9. Pick up a boy at a party
10. Kiss him
TV made this look easy. The shows on the CW made me think if you were a girl within three miles of a party, you’d be picking up a boy.
Somehow I doubted this was true.
Of course, they also made it look like you could own your own international business in high school and wear Gucci to pep rallies.
I was going to actually need to go to a party to kiss a boy at one.
11. Go to a party
“What is this?” Jake snatched my list from me. “You're not serious, right?”
I whipped around, surprised how close he was, surprised I felt just a little off-balance.
This must be buzzed.
I grinned to myself. This wasn’t so bad. I kind of felt…fun. I was fun. Or maybe I could be fun.
“You're the one who brought up the list. Maybe I need to get busy being less boring.”
“Oh yeah. You're really going to head out and just do all these.”
“Look at that.” I pointed at one and two
. “The first two are already scratched off.”
“Because, by the way you tell it, I all but kidnapped you to come chill out before taking you home.” He held the napkin up to the light. “I’m not sure you’ve really earned the right to cross off ‘drinking,’ either. Is there some other thing you could put on the list, like, ‘sipped almost indiscernible amount of a potentially alcoholic beverage?’”
“I had more than that. And besides, I don't need you to do these. I can do them on my own.”
I wasn't sure how, but I would.
“Sure. You're just going to rush right out and do them all…without a friend or a car or a license. That's really going to happen.”
I knew he was right. I wasn’t that girl. And even if I wanted to be, I was lacking Rebellion Resources.
“Maybe I'm more adventurous than you think.”
And completely bluffing at this point.
Jake cocked an eyebrow at me. “Really? Because there seems to be something missing from this list.”
I tried to glance at it, but his hand covered most of three through nine leaving me straining to remember what they all were.
“I wasn't done.”
“No? Then what did you forget?”
I couldn't think of anything I'd forgotten.

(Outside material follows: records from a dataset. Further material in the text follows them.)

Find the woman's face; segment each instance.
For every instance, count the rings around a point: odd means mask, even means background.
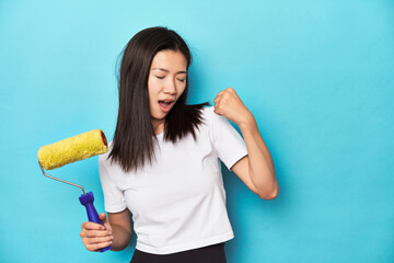
[[[164,130],[165,116],[186,87],[187,60],[181,52],[162,50],[148,77],[149,110],[155,134]]]

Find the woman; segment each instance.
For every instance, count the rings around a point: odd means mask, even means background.
[[[213,107],[186,105],[192,57],[174,31],[151,27],[124,50],[119,112],[109,153],[99,158],[104,227],[83,222],[85,248],[125,249],[132,214],[138,262],[225,262],[233,238],[219,159],[264,199],[278,183],[253,114],[231,88]],[[242,137],[227,119],[236,124]]]

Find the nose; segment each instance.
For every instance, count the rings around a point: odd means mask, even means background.
[[[169,80],[165,82],[163,92],[165,94],[175,95],[176,94],[175,80],[169,78]]]

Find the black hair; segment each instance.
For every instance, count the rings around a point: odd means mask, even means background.
[[[181,52],[192,64],[185,41],[166,27],[149,27],[138,32],[123,52],[118,78],[119,110],[113,148],[108,158],[118,161],[126,172],[137,171],[154,159],[157,137],[149,111],[148,77],[153,57],[161,50]],[[201,108],[209,103],[186,105],[188,77],[183,94],[165,117],[164,139],[176,144],[202,123]]]

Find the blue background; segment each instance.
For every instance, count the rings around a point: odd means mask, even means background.
[[[0,1],[0,261],[128,262],[88,252],[80,190],[46,179],[40,146],[113,138],[115,65],[138,31],[177,31],[190,103],[234,88],[274,158],[280,193],[223,169],[228,262],[394,262],[394,1]],[[51,171],[103,210],[97,158]]]

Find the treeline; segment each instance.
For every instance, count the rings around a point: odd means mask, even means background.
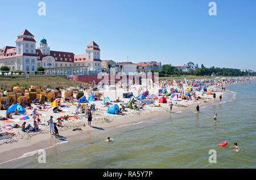
[[[201,66],[201,68],[196,69],[195,70],[189,70],[187,72],[179,70],[169,64],[163,65],[162,67],[162,70],[153,70],[152,73],[158,72],[159,77],[180,76],[181,75],[211,76],[213,73],[216,76],[256,76],[255,72],[243,72],[238,69],[215,68],[214,66],[208,68],[205,67],[203,64]]]

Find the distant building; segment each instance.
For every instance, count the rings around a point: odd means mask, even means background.
[[[193,62],[189,62],[187,64],[184,64],[183,66],[174,66],[176,69],[183,72],[188,72],[191,70],[195,70],[198,69],[198,65],[195,65]]]
[[[150,61],[141,62],[137,64],[138,72],[151,72],[153,70],[162,70],[162,64],[160,62]]]
[[[198,68],[198,65],[195,65],[195,64],[193,62],[189,62],[187,64],[187,66],[188,66],[188,70],[195,70],[196,69]]]
[[[211,76],[212,77],[216,76],[216,74],[215,74],[215,73],[212,73]]]
[[[137,73],[137,65],[131,62],[119,62],[121,75],[135,74]]]
[[[182,71],[183,72],[187,72],[189,70],[189,66],[184,65],[184,66],[174,66],[176,69],[177,69],[178,70]]]
[[[101,62],[102,72],[110,74],[116,74],[119,72],[119,65],[113,60],[103,60]]]
[[[0,66],[6,65],[11,70],[34,72],[38,66],[48,75],[97,74],[101,72],[99,46],[94,41],[89,44],[86,54],[75,55],[72,52],[51,51],[43,38],[36,48],[34,35],[25,30],[18,35],[16,47],[0,49]]]
[[[92,41],[87,45],[86,54],[75,55],[74,64],[75,66],[88,68],[89,75],[96,75],[102,72],[101,60],[101,50],[100,47],[94,41]]]

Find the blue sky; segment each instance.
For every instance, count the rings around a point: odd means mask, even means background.
[[[46,3],[46,16],[38,3]],[[208,3],[217,3],[217,16]],[[256,1],[23,0],[0,7],[0,47],[26,28],[51,50],[85,53],[94,40],[101,59],[155,60],[256,70]]]

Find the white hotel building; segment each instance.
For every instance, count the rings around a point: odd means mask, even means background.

“Oh, wait. Cow-tipping. I hadn't put it on there yet.” I tried to reach for the DQ napkin, but he held it over my head.
“Cow-tipping? That's the one you think you forgot?” He shook his head. “You're all talk.”
“I am not. I'm going to do the whole darn list.”
“Really?”
“Yes.” Absolutely. One day. Even if cow-tipping wasn’t a real thing. I’d figure out a way to do it anyway.
“So if I happen to remember the item you've left off the list, you'll go do it? Not someday. Not a little at a time. Tonight. You’ll do the whole darn thing, no backing out.”
This was stupid. I was going to end up in some farmer’s backyard with salt rock in my behind. I had no idea where this dare was going, but Jake was ticking me off so bad, I'd’ve promise just about anything.
“Fine.”
There went that eyebrow again.
“Fine?” he asked.
“Yes. Fine. You remember something I said I wanted to do, and we'll put it on the list.”